Pashinian said that the apparently small satellite was carried into space by a SpaceX rocket that blasted off from Cape Canaveral Air Force Station in Florida on Wednesday.
“Photographs to be taken by the satellite will be used in Armenia for border control, prevention and management of emergencies, environmental protection, including climate change monitoring, urban development, road construction, geology, and other purposes,” he told a weekly cabinet meeting in Yerevan.
Pashinian said the satellite launch was the result of “cooperation” between the state-run Armenian company Geocosmos and Satlantis, a Spanish firm that specializes in the production of small satellites and cameras for them.

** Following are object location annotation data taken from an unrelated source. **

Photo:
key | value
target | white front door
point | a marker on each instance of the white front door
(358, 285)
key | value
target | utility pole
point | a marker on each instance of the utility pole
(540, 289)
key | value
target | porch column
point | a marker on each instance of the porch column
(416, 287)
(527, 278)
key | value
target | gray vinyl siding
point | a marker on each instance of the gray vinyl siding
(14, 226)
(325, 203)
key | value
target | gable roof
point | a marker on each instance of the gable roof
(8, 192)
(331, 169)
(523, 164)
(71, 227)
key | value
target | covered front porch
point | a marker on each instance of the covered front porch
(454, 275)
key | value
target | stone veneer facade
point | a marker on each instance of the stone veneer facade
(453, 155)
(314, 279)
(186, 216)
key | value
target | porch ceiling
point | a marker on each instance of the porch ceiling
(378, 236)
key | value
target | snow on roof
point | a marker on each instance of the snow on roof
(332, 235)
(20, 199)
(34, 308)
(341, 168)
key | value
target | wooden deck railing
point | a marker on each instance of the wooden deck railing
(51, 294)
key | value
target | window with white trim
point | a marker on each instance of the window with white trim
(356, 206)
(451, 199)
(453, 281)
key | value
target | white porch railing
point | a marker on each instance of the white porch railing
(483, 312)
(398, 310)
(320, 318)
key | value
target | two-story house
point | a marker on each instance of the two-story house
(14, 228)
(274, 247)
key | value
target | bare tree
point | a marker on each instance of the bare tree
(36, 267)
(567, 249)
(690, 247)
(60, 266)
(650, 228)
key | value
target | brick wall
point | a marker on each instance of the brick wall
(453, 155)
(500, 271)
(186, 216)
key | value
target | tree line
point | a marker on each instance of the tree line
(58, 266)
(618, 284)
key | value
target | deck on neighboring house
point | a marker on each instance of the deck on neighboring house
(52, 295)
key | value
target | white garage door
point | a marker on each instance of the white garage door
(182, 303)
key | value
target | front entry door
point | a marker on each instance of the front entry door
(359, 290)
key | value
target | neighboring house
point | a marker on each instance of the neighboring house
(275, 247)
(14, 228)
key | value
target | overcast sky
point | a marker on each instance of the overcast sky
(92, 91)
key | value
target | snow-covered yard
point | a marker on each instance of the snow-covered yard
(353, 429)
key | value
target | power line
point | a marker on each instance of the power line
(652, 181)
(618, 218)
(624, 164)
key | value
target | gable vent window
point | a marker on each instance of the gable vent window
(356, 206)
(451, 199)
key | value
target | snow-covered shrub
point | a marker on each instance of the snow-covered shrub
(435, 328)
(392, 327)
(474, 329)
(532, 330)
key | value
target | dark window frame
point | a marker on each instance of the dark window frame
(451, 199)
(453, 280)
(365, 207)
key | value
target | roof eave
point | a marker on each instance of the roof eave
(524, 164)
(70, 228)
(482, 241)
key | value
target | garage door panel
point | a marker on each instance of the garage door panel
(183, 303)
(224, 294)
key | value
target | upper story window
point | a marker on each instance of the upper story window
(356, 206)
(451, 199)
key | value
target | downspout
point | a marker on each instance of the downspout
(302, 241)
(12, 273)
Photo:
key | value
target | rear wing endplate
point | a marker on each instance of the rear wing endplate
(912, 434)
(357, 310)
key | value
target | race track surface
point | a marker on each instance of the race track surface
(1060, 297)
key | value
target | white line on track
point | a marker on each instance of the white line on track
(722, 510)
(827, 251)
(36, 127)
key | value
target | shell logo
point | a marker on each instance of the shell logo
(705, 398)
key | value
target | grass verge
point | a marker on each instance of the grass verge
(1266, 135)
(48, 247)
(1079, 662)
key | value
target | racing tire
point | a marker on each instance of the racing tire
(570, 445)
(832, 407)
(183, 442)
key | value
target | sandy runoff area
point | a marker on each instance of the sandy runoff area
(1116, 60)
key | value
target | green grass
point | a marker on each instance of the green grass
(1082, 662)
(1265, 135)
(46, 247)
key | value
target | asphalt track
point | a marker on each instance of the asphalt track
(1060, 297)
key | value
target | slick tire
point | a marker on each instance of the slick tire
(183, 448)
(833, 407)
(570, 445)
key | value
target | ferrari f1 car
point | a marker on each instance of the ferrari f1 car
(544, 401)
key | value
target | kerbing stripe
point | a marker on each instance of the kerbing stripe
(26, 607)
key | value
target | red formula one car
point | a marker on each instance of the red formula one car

He did not reveal financial terms of the deal or technical parameters of the satellite, photographs of which were released by the Armenian government’s press office.
Armenia had first announced plans to launch its first commercial satellite after holding talks with Russia’s Federal Space Agency in 2012. A year later, a senior official from the country’s former government said Yerevan hopes to attract private investments in the project worth as much as $250 million. The project never materialized.
Pashinian did not explain why his administration opted for a different, more small-scale space project and contracted Western, rather than Russian, companies to implement it.
Armenia’s arch-foe Azerbaijan launched its first communication and observation satellite into space in 2013. The Azerbaijani army reportedly used satellite images for its offensive military operations carried out during the 2020 war in Nagorno-Karabakh.